[java] An invalid XML character (Unicode: 0xc) was found

Parsing an XML file using the Java DOM parser results in:

[Fatal Error] os__flag_8c.xml:103:135: An invalid XML character (Unicode: 0xc) was found in the element content of the document.
org.xml.sax.SAXParseException: An invalid XML character (Unicode: 0xc) was found in the element content of the document.
    at com.sun.org.apache.xerces.internal.parsers.DOMParser.parse(Unknown Source)
    at com.sun.org.apache.xerces.internal.jaxp.DocumentBuilderImpl.parse(Unknown Source)
    at javax.xml.parsers.DocumentBuilder.parse(Unknown Source)
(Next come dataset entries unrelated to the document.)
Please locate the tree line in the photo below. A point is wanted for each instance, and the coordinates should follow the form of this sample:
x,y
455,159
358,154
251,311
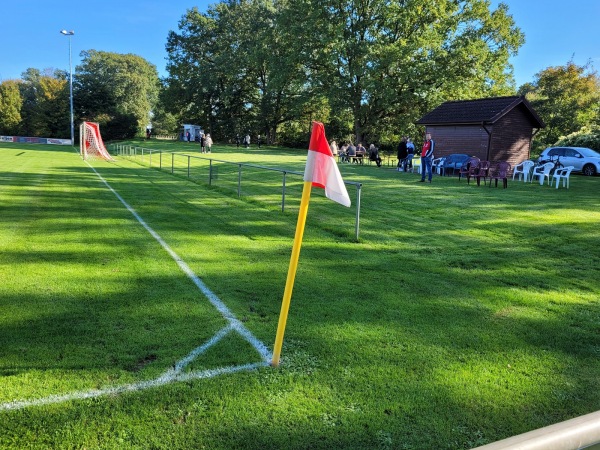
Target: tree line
x,y
368,69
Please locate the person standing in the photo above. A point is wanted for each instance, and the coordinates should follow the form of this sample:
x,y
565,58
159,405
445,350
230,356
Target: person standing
x,y
402,154
203,143
374,155
427,157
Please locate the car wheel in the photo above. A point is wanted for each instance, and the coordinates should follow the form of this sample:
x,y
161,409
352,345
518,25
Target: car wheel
x,y
589,170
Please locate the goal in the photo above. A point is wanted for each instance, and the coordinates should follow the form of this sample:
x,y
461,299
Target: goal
x,y
90,142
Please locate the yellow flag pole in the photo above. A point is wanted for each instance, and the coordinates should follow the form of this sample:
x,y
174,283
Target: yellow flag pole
x,y
289,285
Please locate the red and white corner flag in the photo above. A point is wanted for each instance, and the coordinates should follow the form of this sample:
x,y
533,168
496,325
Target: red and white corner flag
x,y
321,168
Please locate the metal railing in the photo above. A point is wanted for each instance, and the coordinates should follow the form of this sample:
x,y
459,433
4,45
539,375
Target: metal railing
x,y
192,165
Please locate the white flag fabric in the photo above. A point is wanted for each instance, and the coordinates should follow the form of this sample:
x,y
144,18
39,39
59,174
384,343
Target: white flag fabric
x,y
321,168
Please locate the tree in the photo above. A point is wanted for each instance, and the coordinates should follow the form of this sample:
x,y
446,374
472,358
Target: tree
x,y
389,62
45,108
566,97
110,86
367,67
10,106
232,69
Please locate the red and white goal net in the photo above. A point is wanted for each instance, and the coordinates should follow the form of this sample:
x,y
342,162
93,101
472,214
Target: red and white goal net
x,y
90,142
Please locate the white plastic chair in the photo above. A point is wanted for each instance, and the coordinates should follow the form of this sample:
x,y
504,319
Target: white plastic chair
x,y
562,174
523,170
542,172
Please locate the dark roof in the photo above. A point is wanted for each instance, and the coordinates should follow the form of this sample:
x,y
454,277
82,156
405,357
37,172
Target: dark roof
x,y
484,110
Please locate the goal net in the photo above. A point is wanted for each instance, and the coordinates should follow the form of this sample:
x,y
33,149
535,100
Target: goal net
x,y
90,142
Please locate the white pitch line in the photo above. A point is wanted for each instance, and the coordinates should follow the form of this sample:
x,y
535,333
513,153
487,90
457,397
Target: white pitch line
x,y
210,295
174,374
170,376
134,387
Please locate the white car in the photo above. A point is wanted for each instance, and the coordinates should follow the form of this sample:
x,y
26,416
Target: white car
x,y
584,160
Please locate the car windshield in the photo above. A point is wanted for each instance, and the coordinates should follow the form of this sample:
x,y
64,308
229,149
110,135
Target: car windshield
x,y
589,152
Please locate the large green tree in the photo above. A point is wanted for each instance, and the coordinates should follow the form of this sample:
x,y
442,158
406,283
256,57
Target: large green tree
x,y
10,107
117,90
45,108
566,97
365,67
389,62
231,69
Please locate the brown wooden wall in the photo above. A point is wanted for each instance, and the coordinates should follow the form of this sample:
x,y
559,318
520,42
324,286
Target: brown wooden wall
x,y
510,138
469,139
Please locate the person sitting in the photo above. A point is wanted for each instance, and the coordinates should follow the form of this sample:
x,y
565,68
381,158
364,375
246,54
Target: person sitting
x,y
343,153
360,153
351,153
374,155
333,148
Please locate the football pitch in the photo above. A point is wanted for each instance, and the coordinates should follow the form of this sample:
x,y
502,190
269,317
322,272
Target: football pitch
x,y
138,309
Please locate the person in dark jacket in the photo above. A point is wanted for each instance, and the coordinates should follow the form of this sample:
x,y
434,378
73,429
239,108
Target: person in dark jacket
x,y
427,157
402,155
374,155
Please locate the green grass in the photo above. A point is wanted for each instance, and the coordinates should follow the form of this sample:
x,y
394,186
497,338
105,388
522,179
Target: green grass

This question is related to java xml dom xml-parsing

The answer is


Whenever invalid xml character comes xml, it gives such error. When u open it in notepad++ it look like VT, SOH,FF like these are invalid xml chars. I m using xml version 1.0 and i validate text data before entering it in database by pattern

Pattern p = Pattern.compile("[^\u0009\u000A\u000D\u0020-\uD7FF\uE000-\uFFFD\u10000-\u10FFF]+"); 
retunContent = p.matcher(retunContent).replaceAll("");

It will ensure that no invalid special char will enter in xml


I faced a similar issue where XML was containing control characters. After looking into the code, I found that a deprecated class,StringBufferInputStream, was used for reading string content.

http://docs.oracle.com/javase/7/docs/api/java/io/StringBufferInputStream.html

This class does not properly convert characters into bytes. As of JDK 1.1, the preferred way to create a stream from a string is via the StringReader class.
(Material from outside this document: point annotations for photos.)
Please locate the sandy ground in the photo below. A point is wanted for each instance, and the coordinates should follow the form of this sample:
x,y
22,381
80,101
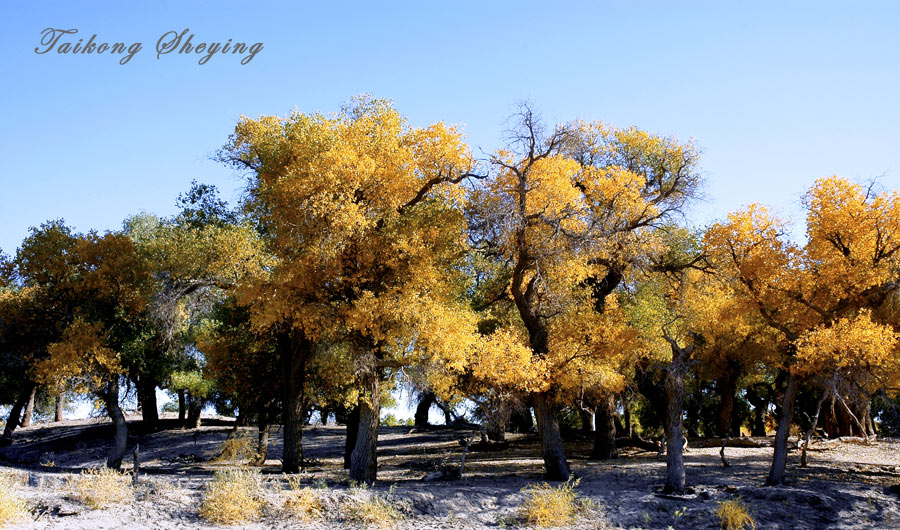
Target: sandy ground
x,y
846,486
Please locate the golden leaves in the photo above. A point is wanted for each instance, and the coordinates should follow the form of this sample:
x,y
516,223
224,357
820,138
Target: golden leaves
x,y
82,357
853,347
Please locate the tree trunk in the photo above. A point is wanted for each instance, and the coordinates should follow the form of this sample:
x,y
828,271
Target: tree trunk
x,y
812,428
149,409
363,460
294,351
195,407
605,433
58,416
262,443
675,374
520,419
587,420
15,415
760,406
779,457
29,409
182,407
555,465
727,387
110,397
352,430
626,416
425,402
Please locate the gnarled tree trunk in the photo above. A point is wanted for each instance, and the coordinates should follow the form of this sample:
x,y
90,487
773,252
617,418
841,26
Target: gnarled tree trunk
x,y
58,416
363,460
15,414
675,374
779,456
110,396
294,349
520,419
587,420
29,409
352,430
425,402
626,416
605,433
149,411
726,385
262,443
195,407
555,465
182,407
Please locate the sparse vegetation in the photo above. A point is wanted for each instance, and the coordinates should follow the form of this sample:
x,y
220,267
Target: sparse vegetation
x,y
12,507
238,448
374,511
546,505
733,515
100,488
233,496
302,502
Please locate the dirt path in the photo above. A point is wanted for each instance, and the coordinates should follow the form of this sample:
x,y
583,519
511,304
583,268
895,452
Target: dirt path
x,y
845,487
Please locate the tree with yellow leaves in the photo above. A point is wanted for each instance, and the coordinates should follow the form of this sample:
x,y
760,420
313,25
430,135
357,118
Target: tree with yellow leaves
x,y
848,263
362,214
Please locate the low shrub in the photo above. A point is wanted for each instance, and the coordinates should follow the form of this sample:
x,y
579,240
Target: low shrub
x,y
99,488
238,448
373,511
546,505
302,502
733,515
12,507
232,496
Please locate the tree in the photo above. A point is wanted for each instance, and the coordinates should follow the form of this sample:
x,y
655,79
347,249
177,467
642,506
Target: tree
x,y
551,220
361,213
111,284
35,306
848,263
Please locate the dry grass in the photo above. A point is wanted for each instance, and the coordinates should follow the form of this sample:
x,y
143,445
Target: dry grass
x,y
373,511
237,448
233,496
303,503
733,515
100,488
12,507
546,505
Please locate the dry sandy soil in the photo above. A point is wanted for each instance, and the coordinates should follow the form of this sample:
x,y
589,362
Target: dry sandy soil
x,y
846,486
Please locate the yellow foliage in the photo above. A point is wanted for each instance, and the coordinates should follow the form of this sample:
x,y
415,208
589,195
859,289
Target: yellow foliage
x,y
302,502
733,515
373,511
82,357
547,506
12,507
232,497
100,488
856,348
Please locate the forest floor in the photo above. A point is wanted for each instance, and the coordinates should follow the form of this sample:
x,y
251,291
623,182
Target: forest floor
x,y
845,486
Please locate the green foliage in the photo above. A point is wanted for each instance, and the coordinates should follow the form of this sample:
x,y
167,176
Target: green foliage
x,y
192,382
389,420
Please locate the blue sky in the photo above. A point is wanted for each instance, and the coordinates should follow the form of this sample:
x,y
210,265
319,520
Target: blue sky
x,y
776,95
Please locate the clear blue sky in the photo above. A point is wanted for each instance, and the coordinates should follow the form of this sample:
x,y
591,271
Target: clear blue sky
x,y
775,93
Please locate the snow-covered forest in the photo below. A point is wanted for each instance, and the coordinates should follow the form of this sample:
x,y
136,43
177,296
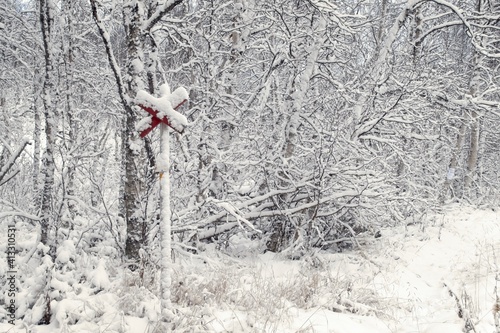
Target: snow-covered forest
x,y
311,145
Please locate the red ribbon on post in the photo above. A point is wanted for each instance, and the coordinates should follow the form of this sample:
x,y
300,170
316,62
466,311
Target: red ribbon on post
x,y
155,121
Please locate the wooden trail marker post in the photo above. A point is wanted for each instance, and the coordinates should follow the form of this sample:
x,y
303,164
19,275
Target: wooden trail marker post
x,y
163,112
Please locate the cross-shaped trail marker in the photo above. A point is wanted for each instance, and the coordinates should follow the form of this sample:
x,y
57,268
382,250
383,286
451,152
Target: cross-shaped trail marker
x,y
163,112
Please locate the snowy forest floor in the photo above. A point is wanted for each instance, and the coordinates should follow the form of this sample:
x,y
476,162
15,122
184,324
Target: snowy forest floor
x,y
439,276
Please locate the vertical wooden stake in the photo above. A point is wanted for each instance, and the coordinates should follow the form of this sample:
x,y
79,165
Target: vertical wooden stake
x,y
165,225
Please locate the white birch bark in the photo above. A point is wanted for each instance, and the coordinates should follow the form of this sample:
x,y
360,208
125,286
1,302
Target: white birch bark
x,y
165,226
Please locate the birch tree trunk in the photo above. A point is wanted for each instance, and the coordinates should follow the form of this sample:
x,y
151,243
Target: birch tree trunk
x,y
47,167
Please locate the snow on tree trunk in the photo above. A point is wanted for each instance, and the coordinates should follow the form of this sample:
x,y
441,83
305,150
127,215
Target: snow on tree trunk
x,y
166,106
165,225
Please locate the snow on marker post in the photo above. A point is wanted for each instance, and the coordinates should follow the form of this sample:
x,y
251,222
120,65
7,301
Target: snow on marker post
x,y
163,111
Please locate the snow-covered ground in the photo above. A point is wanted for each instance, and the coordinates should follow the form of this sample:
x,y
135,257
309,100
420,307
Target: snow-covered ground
x,y
436,277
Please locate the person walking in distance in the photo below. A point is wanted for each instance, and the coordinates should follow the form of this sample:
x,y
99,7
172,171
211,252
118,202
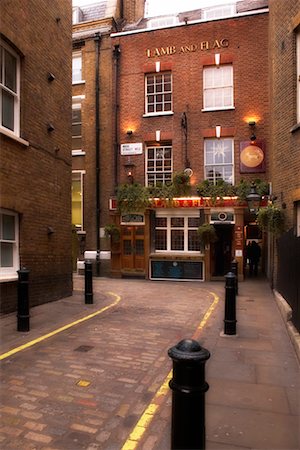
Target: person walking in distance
x,y
254,256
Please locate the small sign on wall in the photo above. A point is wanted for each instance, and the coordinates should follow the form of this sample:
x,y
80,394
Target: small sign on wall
x,y
132,149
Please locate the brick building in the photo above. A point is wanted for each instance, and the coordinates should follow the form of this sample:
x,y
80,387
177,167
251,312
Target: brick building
x,y
284,253
35,157
191,100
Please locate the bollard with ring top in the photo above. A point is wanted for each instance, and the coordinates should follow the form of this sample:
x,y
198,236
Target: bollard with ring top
x,y
188,398
88,272
23,300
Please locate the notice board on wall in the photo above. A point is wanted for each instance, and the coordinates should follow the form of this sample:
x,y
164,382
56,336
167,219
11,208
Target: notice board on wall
x,y
176,270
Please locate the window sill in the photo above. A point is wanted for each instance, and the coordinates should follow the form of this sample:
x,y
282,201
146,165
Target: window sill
x,y
9,277
78,82
295,127
78,153
228,108
165,113
11,135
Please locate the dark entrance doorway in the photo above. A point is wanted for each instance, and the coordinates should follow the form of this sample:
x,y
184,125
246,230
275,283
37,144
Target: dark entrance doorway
x,y
221,250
I changed it to ByteArrayInputStream and it worked fine.


Today, I've got a similar error:

Servlet.service() for servlet [remoting] in context with path [/***] threw exception [Request processing failed; nested exception is java.lang.RuntimeException: buildDocument failed.] with root cause org.xml.sax.SAXParseException; lineNumber: 19; columnNumber: 91; An invalid XML character (Unicode: 0xc) was found in the value of attribute "text" and element is "label".


After my first encouter with the error, I had re-typed the entire line by hand, so that there was no way for a special character to creep in, and Notepad++ didn't show any non-printable characters (black on white), nevertheless I got the same error over and over.

When I looked up what I've done different than my predecessors, it turned out it was one additional space just before the closing /> (as I've heard was recommended for older parsers, but it shouldn't make any difference anyway, by the XML standards):

<label text="this label's text" layout="cell 0 0, align left" />

When I removed the space:

<label text="this label's text" layout="cell 0 0, align left"/>

everything worked just fine.


So it's definitely a misleading error message.


You can filter all 'invalid' chars with a custom FilterReader class:

public class InvalidXmlCharacterFilter extends FilterReader {

    protected InvalidXmlCharacterFilter(Reader in) {
        super(in);
    }

    @Override
    public int read(char[] cbuf, int off, int len) throws IOException {
        int read = super.read(cbuf, off, len);
        if (read == -1) return read;

        for (int i = off; i < off + read; i++) {
            if (!XMLChar.isValid(cbuf[i])) cbuf[i] = '?';
        }
        return read;
    }
}

And run it like this:

InputStream fileStream = new FileInputStream(xmlFile);
Reader reader = new BufferedReader(new InputStreamReader(fileStream, charset));
InvalidXmlCharacterFilter filter = new InvalidXmlCharacterFilter(reader);
InputSource is = new InputSource(filter);
xmlReader.parse(is);

All of these answers seem to assume that the user is generating the bad XML, rather than receiving it from gSOAP, which should know better!


For people who are reading byte array into String and trying to convert to object with JAXB, you can add "iso-8859-1" encoding by creating String from byte array like this:

String JAXBallowedString= new String(byte[] input, "iso-8859-1");

This would replace the conflicting byte to single-byte encoding which JAXB can handle. Obviously this solution is only to parse the xml.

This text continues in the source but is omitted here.